Lo Stato dà risposte insufficienti
agli apparati investigativi che cercano di svelare le nuove
linee strategiche della mafia. Lo sostiene il presidente della
Corte d'appello di Palermo, Matteo Frasca, in un passaggio della
sua relazione per l'inaugurazione dell'anno giudiziario.
Pochi mesi fa, ricorda Frasca, era stata pubblicata solo una
parte dei posti vacanti nella Corte di appello, peraltro neppure
coperti e neanche uno di quelli della Procura Generale. Ora nel
bando per gli uffici di primo grado sono stati pubblicati un
solo posto per il Tribunale di Palermo e uno per la Procura
della Repubblica. Per motivare il giudizio di insufficienza di
queste misure Frasca cita Giovanni Falcone che descriveva un
"fenomeno criminale straordinariamente complesso" come quello
della mafia e aveva di fronte una realtà "tutt'altro che statica
e conclusa". Cosa nostra, è il richiamo di Frasca, "non è stata
ancora debellata e conserva un forte radicamento nei territori
del distretto che ne costituiscono l'epicentro, con la
conseguenza che è necessario destinarvi risorse adeguate per
un'efficace azione di contrasto anche in sede giudiziaria".

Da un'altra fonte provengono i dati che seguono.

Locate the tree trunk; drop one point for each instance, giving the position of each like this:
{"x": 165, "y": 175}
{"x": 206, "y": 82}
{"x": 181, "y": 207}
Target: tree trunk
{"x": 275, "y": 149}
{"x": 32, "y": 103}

In linea generale, secondo Frasca, sarebbe necessaria "una
progettualità complessiva e autentica che, però, richiede
un'azione sinergica, una serena cooperazione e un fisiologico
confronto tra i poteri dello Stato".
"Purtroppo - aggiunge - riemerge invece, con esacerbante
ciclicità che spesso prescinde dalle contingenti maggioranze
politiche, una logorante contrapposizione con la politica che
assume le connotazioni e i toni dello scontro istituzionale. Uno
scontro che certamente non è né voluto né alimentato dalla
magistratura, che continua nella intransigente difesa dei
principi costituzionali e nella coerente denuncia pubblica dei
rischi che derivano da questo o quel progetto di riforma o anche
dalla mancata adozione degli interventi necessari".